Despite the painfully slow progression of the movie, even I will concede certain chilling moments that the film does well. Katie’s propensity for sleepwalking, for standing and apparently staring at Micah’s sleeping body for hours strikes the proper chords of eerie disquiet. Even better, the scene where Katie is dragged out of the bedroom by the ankle was for me the high point of the movie. Frustratingly, though, the rest of the action takes place off-scene, eliminating the need for something more developed or interesting to be captured on camera. And this illustrated for me an exasperating pattern in the movie. Every time something interesting starts to happen, the scene flips to de-escalating action before the peak of excitement is even reached. Much like porn to a 13 year old boy, these brief moments of creepy activity serve only as teases for the audience, leaving them unsatisfied when they realize all they got was foreplay, no climax. An hour of false titillation later, the build-up has lost what little appeal it once had and you find yourself wondering when it’s going to be over because all you’re doing is sitting there screwing yourself.

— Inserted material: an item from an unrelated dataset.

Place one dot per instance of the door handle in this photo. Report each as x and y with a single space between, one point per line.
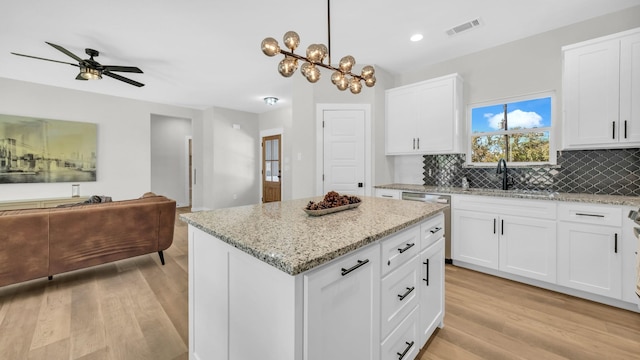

After an hour of sitting through what I can only qualify as sheer disappointment, I’m hoping that Micah’s going to die, and I’m so tired of Katie’s whining that I don’t really care what happens to her anymore. I’m actually angry at the demon for drawing this out as long as he has and I’m debating whether or not it would be worth the satisfaction of giving the entire screen the finger. Being escorted out by security would actually be a pleasure at this point. I managed to refrain, but I did applaud the people behind me starting to boo.
By the time the credits rolled, I knew for certain why the movie had only cost a hundred fifty dollars or so to make. They probably spent the one or two million of their budget buying off movie critics. Whoever said that Paranormal Activity was the scariest movie of the last ten years should be burned at the stake. Those gentle souls disturbed and frightened by Paranormal Activity should also avoid thrillers such as, Home Alone, Mrs. Doubtfire, and Ducktales the Movie.